For $n \gt 2$ this needs numeric integration, as indicated in several of the links.
To be explicit, let $\phi_i$ be the PDF of $X_i$ and $\Phi_i$ be its CDF. Conditional on $X_1 = t$, the chance that $X_1 \gt X_i$ for the remaining $i$ is the product of the individual chances (by independence):
$$\Pr(t \ge X_i, i=2,\ldots,n) = \Phi_2(t)\Phi_3(t)\cdots\Phi_n(t).$$
Integrating over all values of $t$, using the distribution function $\phi_1(t)dt$ for $X_1$, gives the answer
$$= \int_{-\infty}^{\infty} \phi_1(t) \Phi_2(t)\cdots\Phi_n(t)dt.$$
For $n=20$, the integral takes 5 seconds with Mathematica, given vectors $\mu$ and $\sigma$ of the means and SDs of the variables:
\[CapitalPhi] = MapThread[CDF[NormalDistribution[#1, #2]] &, {\[Mu], \[Sigma]}];
\[Phi] = PDF[NormalDistribution[First[\[Mu]], First[\[Sigma]]]];
f[t] := \[Phi][t] Product[i[t], {i, Rest[\[CapitalPhi]]}]
NIntegrate[f[t], {t, -Infinity, Infinity}]

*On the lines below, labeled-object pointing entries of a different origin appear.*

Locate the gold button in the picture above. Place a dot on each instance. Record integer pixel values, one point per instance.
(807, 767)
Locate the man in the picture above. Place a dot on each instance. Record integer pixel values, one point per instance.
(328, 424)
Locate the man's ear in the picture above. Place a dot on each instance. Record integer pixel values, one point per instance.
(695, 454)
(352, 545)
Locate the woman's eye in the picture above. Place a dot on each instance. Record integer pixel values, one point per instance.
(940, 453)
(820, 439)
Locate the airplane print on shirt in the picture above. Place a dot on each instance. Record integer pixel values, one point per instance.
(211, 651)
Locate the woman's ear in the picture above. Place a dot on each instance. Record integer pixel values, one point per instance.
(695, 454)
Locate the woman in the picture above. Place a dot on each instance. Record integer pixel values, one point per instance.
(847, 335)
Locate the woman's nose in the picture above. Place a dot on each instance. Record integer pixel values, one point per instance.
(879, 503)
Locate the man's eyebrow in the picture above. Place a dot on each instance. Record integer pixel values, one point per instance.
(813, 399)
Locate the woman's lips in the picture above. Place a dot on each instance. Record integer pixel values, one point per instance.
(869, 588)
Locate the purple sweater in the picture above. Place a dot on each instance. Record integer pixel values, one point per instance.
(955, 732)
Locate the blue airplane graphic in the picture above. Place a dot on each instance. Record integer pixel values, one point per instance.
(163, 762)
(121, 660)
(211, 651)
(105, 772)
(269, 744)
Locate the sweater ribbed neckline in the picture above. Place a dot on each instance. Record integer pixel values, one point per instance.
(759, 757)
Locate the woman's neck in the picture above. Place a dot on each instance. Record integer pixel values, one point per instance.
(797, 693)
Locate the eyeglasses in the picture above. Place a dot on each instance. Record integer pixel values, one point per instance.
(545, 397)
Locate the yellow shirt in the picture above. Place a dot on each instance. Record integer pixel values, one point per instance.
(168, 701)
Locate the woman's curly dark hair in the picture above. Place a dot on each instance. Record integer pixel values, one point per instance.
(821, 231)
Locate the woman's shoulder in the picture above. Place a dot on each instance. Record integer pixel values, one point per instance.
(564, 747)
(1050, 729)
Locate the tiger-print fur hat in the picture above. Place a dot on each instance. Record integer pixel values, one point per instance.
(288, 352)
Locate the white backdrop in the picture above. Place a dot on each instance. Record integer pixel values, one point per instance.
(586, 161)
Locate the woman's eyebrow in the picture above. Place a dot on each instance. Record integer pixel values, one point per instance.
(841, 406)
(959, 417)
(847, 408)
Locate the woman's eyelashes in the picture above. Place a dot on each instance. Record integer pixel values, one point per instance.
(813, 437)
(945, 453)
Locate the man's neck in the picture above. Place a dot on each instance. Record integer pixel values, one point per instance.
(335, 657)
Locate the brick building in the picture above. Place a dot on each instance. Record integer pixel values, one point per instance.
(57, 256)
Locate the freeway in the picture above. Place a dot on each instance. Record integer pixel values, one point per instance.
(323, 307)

The value can be checked (or even estimated) with a simulation. In the same five seconds it takes to do the integral, Mathematica can do over 2.5 million iterations and summarize their results:
m = 2500000;
x = MapThread[RandomReal[NormalDistribution[#1, #2], m] &, {\[Mu],\[Sigma]}]\[Transpose];
{1, 1./m} # & /@ SortBy[Tally[Flatten[Ordering[#, -1] & /@ x]], First[#] &]
For instance, we can generate some variable specifications at random:
{\[Mu], \[Sigma]} = RandomReal[{0, 1}, {2, n}];
In one case the integral evaluated to $0.152078$; a simulation returned
{{1, 0.152387}, ... }
indicating that the first variable was greatest $0.152387$ of the time, closely agreeing with the integral. (With this many iterations we expect agreement to within a few digits in the fourth decimal place.)